Monday, 17 November 2008

Project data life course

This blog post is an attempt to explore the “life course” of an arbitrary small to medium research project with respect to data resources involved in the project. (I want to avoid the term life cycle, since we use this in relation to the actual data.)

This seems like a useful exercise to attempt, even if it has to be an over-generalisation, as understanding these interactions may help to define services that support projects in managing and curating their data better, and a number of such services are suggested here. This is about “Small Science”; James M. Caruthers, a professor of chemical engineering at Purdue University has claimed ‘Small Science will produce 2-3 times more data than Big Science, but is much more at risk’ (Carlson, 2006). Large and very large projects tend to have very particular approaches, and probably represent significant expertise; I’ll not presume to cover them.

Is this generalisation way off the mark? I’d really like to know how to improve it, accepting that it is a generalisation!

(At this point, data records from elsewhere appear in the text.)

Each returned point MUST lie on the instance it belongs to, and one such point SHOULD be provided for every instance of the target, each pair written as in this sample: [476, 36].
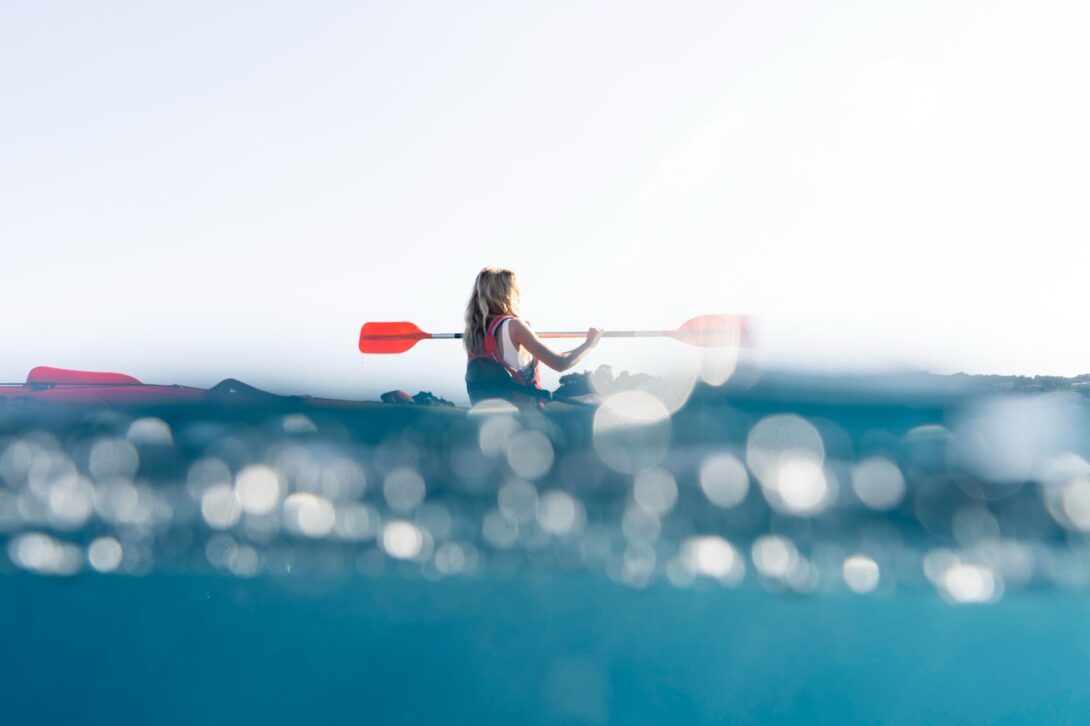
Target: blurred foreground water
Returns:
[896, 548]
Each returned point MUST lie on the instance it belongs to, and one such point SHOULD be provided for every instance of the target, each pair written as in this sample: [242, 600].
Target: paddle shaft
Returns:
[565, 334]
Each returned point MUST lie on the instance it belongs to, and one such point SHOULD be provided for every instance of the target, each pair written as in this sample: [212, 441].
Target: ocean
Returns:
[784, 548]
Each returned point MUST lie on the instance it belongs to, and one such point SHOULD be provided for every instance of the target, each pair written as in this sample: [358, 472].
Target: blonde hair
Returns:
[495, 292]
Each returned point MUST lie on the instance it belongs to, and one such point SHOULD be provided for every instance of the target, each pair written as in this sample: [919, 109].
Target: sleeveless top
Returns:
[527, 375]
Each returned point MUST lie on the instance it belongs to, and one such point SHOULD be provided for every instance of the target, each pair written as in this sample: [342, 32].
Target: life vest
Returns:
[528, 375]
[488, 375]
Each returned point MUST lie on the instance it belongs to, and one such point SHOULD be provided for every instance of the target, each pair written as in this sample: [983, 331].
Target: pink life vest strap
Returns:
[527, 376]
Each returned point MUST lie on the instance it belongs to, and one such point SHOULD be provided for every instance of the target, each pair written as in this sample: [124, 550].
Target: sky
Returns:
[202, 190]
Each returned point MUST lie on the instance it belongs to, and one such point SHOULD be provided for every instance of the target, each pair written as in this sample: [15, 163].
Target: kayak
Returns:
[67, 387]
[50, 385]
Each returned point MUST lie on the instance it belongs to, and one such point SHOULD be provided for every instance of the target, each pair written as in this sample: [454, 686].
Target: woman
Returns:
[495, 331]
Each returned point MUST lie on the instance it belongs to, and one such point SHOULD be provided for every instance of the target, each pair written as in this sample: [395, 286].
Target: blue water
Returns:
[778, 551]
[554, 649]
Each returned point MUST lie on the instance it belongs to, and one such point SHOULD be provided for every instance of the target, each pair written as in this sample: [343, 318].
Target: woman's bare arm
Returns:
[523, 335]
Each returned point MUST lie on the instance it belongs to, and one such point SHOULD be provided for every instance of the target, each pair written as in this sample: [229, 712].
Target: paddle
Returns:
[704, 331]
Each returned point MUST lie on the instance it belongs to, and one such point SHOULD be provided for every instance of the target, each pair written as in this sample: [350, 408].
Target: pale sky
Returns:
[194, 191]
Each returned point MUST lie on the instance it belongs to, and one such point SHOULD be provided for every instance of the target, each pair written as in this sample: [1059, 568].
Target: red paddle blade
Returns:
[713, 331]
[389, 337]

The overall life course of a project (I suggest) is roughly:
  • pre-proposal stage (when ideas are discussed amongst colleagues, before a general outline of a proposal is settled on), followed by
  • the proposal stage (constrained by funder’s requirements, and by the need to create a workable project balancing expected science outcomes, resources available, and papers and other reputational advantages to be secured). If the project is funded, there follows
  • an establishment phase, when the necessary resources are acquired, configured and tested, (which overlaps and merges with)
  • an execution phase when the research is actually done, and
  • a termination phase as the project draws to a close.
  • Somewhere during this process, one or more papers will be produced based on the research understandings gained, linked to the data collected and analysed.
My message here is that curation is most impacted by decisions in the first 3 phases, even though it requires attention throughout!

Pre-proposal stage
At the pre-proposal stage, you and your potential partners will mostly be concerned with working out if your research idea is likely to be feasible, how and with roughly what resources. During these conversations, you will need to identify any external or already existing data resources that will be required to enable the project to succeed. You should also start to identify the data that the project would create, or perhaps update, and how these data will support the research conclusions. In doing so, attention must be paid to resource constraints, not necessarily financial, but also legal and ethical issues affecting use of the data. However, discussions are more likely to be generic rather than focused! Thus begins the impact on curation…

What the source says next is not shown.